In a statement, Simon Burns, a junior Conservative spokesman, said: "Before the election, Labour pledged to abolish jobseeker's allowance, now they emphasise their commitment to it by tightening its regulations. This is another example of Labour hypocrisy.
"They said one thing in opposition and are doing another in government. Power has gone to their heads and their principles have gone out of the window." He added: "This proposal by the Social Security Secretary illustrates her arrogance, as she has chosen to ignore the advice of the statutory Social Security Advisory Committee, against the introduction of this measure."
A Labour Party spokesman suggested that the Tory move perhaps provided the first sign of what Mr Hague had offered as a "bipartisan approach" to welfare reform - support for the Liberal Democrats.

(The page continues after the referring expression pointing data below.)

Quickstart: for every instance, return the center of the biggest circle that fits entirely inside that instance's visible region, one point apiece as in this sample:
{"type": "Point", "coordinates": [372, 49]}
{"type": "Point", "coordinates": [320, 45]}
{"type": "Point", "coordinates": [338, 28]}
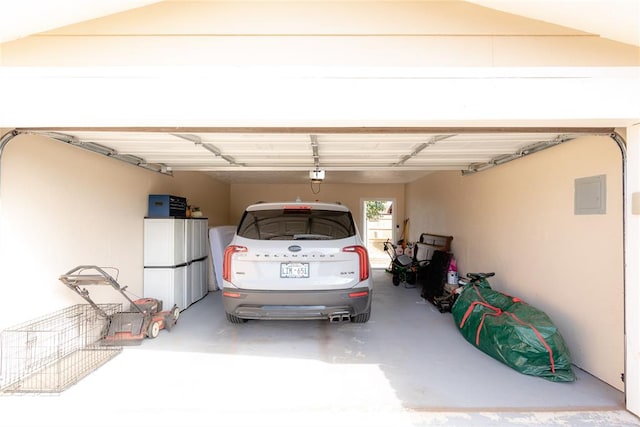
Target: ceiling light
{"type": "Point", "coordinates": [316, 176]}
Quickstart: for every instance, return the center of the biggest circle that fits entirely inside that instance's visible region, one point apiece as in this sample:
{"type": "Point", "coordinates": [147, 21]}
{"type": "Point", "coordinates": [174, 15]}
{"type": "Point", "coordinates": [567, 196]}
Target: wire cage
{"type": "Point", "coordinates": [53, 352]}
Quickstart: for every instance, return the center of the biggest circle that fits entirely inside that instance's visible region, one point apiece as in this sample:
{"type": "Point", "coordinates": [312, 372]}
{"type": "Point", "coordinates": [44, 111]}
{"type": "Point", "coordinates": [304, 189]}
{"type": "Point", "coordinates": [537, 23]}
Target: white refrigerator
{"type": "Point", "coordinates": [175, 251]}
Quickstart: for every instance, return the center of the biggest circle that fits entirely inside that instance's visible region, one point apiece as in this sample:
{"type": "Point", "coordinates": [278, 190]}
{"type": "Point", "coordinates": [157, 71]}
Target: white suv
{"type": "Point", "coordinates": [297, 261]}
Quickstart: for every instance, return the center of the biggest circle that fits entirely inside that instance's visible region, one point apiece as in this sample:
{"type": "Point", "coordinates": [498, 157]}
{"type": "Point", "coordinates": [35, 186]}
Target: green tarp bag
{"type": "Point", "coordinates": [513, 332]}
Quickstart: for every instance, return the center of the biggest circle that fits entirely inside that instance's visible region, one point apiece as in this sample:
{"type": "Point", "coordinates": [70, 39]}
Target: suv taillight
{"type": "Point", "coordinates": [226, 264]}
{"type": "Point", "coordinates": [363, 257]}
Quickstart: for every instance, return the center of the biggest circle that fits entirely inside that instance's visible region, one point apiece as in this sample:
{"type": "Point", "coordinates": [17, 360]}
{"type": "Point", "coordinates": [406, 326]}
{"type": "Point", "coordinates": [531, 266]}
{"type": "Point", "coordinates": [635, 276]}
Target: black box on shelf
{"type": "Point", "coordinates": [165, 205]}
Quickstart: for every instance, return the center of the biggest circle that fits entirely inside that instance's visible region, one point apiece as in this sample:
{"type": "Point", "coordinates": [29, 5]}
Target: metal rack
{"type": "Point", "coordinates": [53, 352]}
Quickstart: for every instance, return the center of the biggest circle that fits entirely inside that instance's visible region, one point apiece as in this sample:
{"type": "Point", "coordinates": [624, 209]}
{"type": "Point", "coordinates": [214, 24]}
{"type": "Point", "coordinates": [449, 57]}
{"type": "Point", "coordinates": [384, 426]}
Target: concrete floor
{"type": "Point", "coordinates": [408, 366]}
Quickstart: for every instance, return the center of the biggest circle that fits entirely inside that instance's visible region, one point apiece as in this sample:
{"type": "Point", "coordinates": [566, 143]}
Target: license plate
{"type": "Point", "coordinates": [294, 270]}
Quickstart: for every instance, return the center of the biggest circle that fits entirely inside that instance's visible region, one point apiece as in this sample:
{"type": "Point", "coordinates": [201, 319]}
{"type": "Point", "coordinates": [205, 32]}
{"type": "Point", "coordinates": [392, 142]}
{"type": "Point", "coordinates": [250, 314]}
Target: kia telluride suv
{"type": "Point", "coordinates": [297, 261]}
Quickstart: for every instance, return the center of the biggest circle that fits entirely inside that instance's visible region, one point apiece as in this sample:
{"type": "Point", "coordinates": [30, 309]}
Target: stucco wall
{"type": "Point", "coordinates": [518, 220]}
{"type": "Point", "coordinates": [349, 33]}
{"type": "Point", "coordinates": [62, 207]}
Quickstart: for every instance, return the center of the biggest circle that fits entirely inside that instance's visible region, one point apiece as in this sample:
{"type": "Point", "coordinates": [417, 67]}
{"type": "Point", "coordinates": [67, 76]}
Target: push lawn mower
{"type": "Point", "coordinates": [145, 317]}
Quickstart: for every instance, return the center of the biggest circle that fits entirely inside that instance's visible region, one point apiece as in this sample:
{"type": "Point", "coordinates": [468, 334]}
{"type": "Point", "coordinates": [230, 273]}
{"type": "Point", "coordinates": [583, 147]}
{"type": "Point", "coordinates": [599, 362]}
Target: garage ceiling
{"type": "Point", "coordinates": [288, 155]}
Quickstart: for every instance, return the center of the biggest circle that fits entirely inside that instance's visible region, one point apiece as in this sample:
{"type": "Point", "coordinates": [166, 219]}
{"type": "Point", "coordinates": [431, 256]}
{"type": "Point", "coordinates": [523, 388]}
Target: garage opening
{"type": "Point", "coordinates": [488, 187]}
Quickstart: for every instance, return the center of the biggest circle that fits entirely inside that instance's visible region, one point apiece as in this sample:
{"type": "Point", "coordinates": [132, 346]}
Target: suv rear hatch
{"type": "Point", "coordinates": [296, 247]}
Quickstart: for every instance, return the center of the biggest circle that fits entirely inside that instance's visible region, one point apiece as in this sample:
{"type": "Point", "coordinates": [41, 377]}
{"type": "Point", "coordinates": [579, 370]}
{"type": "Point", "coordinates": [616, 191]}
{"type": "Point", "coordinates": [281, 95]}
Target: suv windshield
{"type": "Point", "coordinates": [296, 224]}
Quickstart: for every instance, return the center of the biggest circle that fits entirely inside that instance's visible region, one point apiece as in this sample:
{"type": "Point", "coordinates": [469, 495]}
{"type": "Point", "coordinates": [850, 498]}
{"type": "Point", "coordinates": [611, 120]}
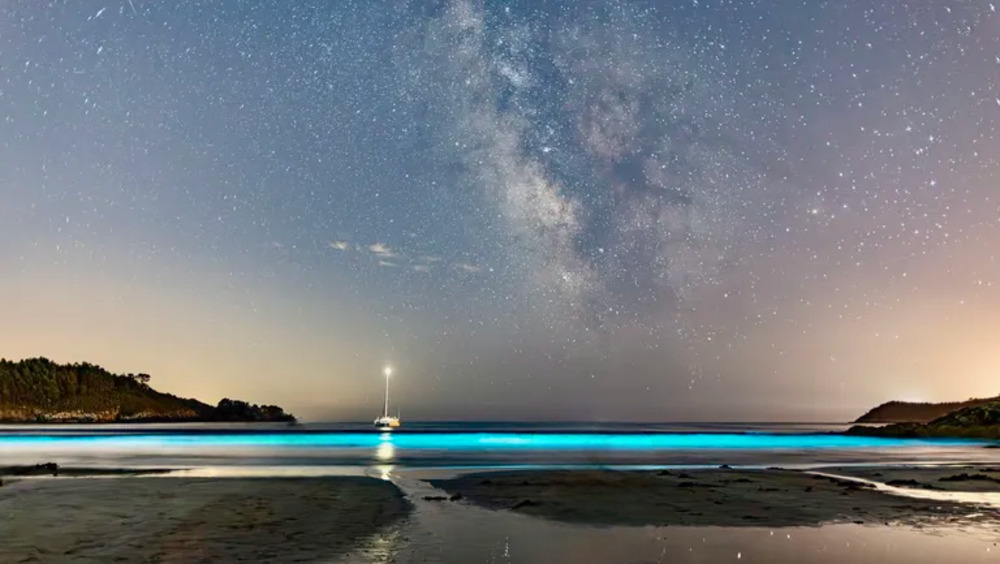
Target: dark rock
{"type": "Point", "coordinates": [904, 483]}
{"type": "Point", "coordinates": [35, 470]}
{"type": "Point", "coordinates": [525, 503]}
{"type": "Point", "coordinates": [963, 477]}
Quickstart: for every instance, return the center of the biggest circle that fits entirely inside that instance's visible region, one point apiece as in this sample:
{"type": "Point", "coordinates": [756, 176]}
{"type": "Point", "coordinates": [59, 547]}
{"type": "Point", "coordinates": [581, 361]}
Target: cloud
{"type": "Point", "coordinates": [382, 250]}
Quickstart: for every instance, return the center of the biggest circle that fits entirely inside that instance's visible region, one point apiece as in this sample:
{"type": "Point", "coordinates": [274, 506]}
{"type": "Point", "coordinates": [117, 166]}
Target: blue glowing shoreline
{"type": "Point", "coordinates": [474, 441]}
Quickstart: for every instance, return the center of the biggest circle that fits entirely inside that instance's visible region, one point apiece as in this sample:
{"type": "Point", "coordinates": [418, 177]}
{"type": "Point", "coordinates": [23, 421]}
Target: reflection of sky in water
{"type": "Point", "coordinates": [299, 449]}
{"type": "Point", "coordinates": [478, 441]}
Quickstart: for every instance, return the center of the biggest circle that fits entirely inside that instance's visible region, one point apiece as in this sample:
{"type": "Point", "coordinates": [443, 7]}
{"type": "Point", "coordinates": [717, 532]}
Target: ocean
{"type": "Point", "coordinates": [468, 445]}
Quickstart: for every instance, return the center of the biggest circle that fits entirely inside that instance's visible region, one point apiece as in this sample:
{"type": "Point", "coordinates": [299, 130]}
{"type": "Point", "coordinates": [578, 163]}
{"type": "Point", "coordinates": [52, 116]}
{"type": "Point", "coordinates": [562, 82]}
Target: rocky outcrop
{"type": "Point", "coordinates": [911, 412]}
{"type": "Point", "coordinates": [975, 422]}
{"type": "Point", "coordinates": [41, 391]}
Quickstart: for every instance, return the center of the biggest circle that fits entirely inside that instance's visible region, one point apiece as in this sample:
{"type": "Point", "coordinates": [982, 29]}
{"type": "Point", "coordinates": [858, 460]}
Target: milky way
{"type": "Point", "coordinates": [628, 209]}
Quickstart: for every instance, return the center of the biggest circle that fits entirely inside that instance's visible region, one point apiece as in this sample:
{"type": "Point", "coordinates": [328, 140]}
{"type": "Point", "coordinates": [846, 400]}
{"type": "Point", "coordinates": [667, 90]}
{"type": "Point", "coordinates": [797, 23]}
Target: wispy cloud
{"type": "Point", "coordinates": [382, 250]}
{"type": "Point", "coordinates": [392, 258]}
{"type": "Point", "coordinates": [466, 267]}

Mr Rendel said the fact that the Conservatives had put down a motion against their own policy meant that they might join the Liberal Democrats in voting against the measure in Commons committee.
He said that although the Tories had voted with the Government after last year's debate on the controversial single- parents' child benefit cut, they had abstained in two other votes on similar issues.
"But they did start saying things like, `Well, of course, since we suggested this policy things have changed. There is a lot more money in the Treasury now, so we're no longer sure it's really necessary to press ahead with this'," Mr Rendel said. "So it is possible that they're now saying, `Well, yes, we did want to implement this, but we now know the Treasury's got this great war chest of money and we don't have to be so tough any more'."
Mr Smith did not return The Independent's call.